1. **Summarize** with `summarize_events` or `summarize_stories` to see baseline volume, geographic and category clustering, and aggregate metrics. Cheap and fast.
2. **Search** with `search_events` or `search_stories` (with focused semantic `search`) to get the citable Story or Event records.
3. **Drill** with `get_story_articles`, `get_entity`, and `EXTRACT_WEB_PAGES` for the underlying article evidence and second-degree network.

## REST equivalent

```bash theme={null}
# Stage 1 — shape
GET /api/v2/stories/summary?country=Lebanon&group_by=date&date_start=2026-04-06&date_end=2026-05-06

# Stage 2 — citable candidates
GET /api/v2/stories?country=Lebanon&search=energy%20infrastructure&sort=significance&limit=10

# Stage 3 — evidence
GET /api/v2/stories/{story_id}/articles?limit=25
GET /api/v2/entities/{entity_id}
```

## MCP equivalent

```python theme={null}
gdelt_cloud_tool_call(
    tool_name="summarize_stories",
    tool_arguments={"country": "Lebanon", "group_by": "date", "days": 30}
)

gdelt_cloud_tool_call(
    tool_name="search_stories",
    tool_arguments={
        "country": "Lebanon",
        "search": "energy infrastructure",
        "sort": "significance",
        "limit": 10,
    }
)

gdelt_cloud_tool_call(
    tool_name="get_story_articles",
    tool_arguments={"story_id": "{STORY_ID}", "limit": 25}
)
```

## The over-filter trap

Combining `subcategory` + `country` + semantic `search` returns sparse or empty results even on well-covered topics. If a query is empty:

1. Drop `subcategory`, keep `category`.
2. Drop `country` — Stories often live globally even when the actor is national.
3. Switch axis: if you started on Events, try Stories.
4. Run `summarize_stories(group_by=category)` to see where the volume actually clusters.

## Graph traversal

GDELT Cloud is a graph: Entities ↔ Stories ↔ Events. Most non-trivial questions need 2–3 hops:

* **Topic → who's involved**: `search_stories` → harvest `entity_refs` → `get_entity`.
* **Actor → what they did**: `search_entities` → `get_entity` → walk linked Events/Stories.
* **Story → primary evidence**: `search_stories` → `get_story_articles` → `EXTRACT_WEB_PAGES`.
* **Incident → market reaction**: `search_events` → take date/actor → pivot to `macro_finance.TIME_SERIES_DAILY_ADJUSTED`.

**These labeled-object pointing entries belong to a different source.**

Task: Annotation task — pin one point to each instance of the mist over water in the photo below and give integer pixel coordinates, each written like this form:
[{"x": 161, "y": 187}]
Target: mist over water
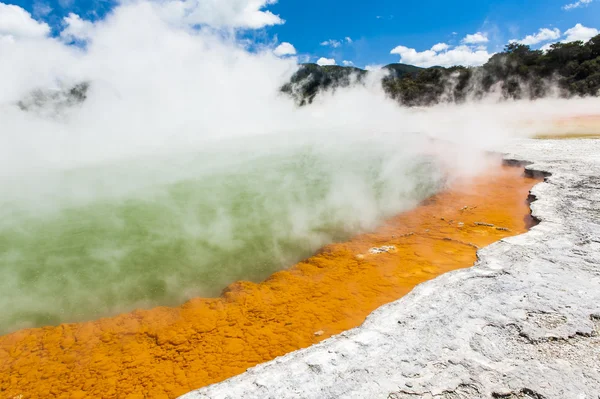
[
  {"x": 200, "y": 221},
  {"x": 186, "y": 169}
]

## Cite the structured metric

Every Event and Story carries scores: `significance`, `magnitude`, `systemic_importance`, `propagation_potential`, `market_sensitivity`, `confidence`. Quote them in output — *"significance 0.55, propagation\_potential 0.35, confidence 0.98"* — instead of *"this seemed important."* The numbers are the analyst's value-add.